Closed rishab-sharma closed 5 years ago

rishab-sharma commented 5 years ago

Bug Description I encounter this error, because of which the training breaks. Pytorch uses shared memory, because of which this issue arises.

Possible Solution --ipc=host or --shm-size during the docker run may fix this, but we don't have to do docker run during gcloud training.

Please suggest a possible solution for this or fix your example accordingly.

Error: ERROR: Unexpected bus error encountered in worker. This might be caused by insufficient shared memory (shm)

nnegrey commented 5 years ago

Hi, which sample are you referring to?

rishab-sharma commented 5 years ago

Hi, I am referring to the PyTorch custom container sample.

The sample fails in case of large models which has more requirements in terms of shared memory when the num_workers > 0 in the dataloader. The online solution suggests to increase the shm-size during docker run, but in case of gcloud training, we don't have such an option.

Ref: https://github.com/GoogleCloudPlatform/cloudml-samples/tree/master/pytorch/containers/custom_container

nnegrey commented 5 years ago

Gotcha, have you played around with the different scale tiers and machine types?

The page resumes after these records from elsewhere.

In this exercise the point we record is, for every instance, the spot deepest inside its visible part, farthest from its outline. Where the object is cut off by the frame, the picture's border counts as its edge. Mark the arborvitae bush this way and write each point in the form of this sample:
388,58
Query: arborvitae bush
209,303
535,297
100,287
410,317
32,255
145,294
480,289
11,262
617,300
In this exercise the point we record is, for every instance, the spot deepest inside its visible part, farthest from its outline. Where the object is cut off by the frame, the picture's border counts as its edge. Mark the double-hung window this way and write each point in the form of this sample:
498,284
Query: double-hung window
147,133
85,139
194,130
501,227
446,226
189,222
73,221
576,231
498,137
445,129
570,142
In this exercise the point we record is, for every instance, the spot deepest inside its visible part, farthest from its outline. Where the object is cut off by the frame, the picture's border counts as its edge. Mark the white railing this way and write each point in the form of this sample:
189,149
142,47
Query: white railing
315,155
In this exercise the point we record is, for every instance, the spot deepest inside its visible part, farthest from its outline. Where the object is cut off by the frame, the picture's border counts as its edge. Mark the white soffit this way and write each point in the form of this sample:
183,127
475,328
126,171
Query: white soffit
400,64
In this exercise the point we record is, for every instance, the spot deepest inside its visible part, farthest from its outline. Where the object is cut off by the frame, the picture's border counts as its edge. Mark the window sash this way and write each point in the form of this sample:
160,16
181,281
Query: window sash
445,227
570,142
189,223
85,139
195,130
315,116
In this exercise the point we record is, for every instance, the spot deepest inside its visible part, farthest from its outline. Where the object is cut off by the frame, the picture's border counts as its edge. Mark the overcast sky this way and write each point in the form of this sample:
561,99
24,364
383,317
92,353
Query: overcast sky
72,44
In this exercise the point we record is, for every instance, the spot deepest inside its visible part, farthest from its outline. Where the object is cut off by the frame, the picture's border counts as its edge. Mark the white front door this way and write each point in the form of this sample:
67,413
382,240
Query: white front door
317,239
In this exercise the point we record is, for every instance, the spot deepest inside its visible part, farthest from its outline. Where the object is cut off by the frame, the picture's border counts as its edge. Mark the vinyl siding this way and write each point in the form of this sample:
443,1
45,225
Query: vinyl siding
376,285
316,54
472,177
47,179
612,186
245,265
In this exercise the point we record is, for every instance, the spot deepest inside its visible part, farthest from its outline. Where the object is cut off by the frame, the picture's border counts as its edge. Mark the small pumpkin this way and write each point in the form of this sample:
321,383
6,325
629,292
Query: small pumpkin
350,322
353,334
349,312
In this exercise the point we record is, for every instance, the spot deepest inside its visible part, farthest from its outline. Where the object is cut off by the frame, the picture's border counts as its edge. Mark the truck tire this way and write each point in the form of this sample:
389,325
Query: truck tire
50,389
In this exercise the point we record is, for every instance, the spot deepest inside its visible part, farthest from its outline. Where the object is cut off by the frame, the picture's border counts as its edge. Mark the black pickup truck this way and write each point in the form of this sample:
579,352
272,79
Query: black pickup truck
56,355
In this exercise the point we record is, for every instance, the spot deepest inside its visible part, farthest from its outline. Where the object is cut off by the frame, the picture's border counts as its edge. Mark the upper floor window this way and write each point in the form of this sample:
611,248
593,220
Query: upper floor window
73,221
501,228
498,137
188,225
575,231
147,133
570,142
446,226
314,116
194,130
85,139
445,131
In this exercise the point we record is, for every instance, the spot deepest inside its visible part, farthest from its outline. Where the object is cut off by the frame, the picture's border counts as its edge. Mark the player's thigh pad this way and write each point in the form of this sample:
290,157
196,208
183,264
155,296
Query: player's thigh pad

https://cloud.google.com/ml-engine/docs/machine-types

The sample only uses BASIC to keep costs down for people exploring how to use AI Platform: "Basic: A single worker instance. This tier is suitable for learning how to use AI Platform and for experimenting with new models using small datasets."

rishab-sharma commented 5 years ago

Ya, I am using a custom scale tier with a standard v100 GPU, which is enough for training large models as I recall from experience, but as my dataloader workers are 0, it takes more time for training, thus costing me more, and if I increase my num_workers, the training crashes at a random instance of the training routine.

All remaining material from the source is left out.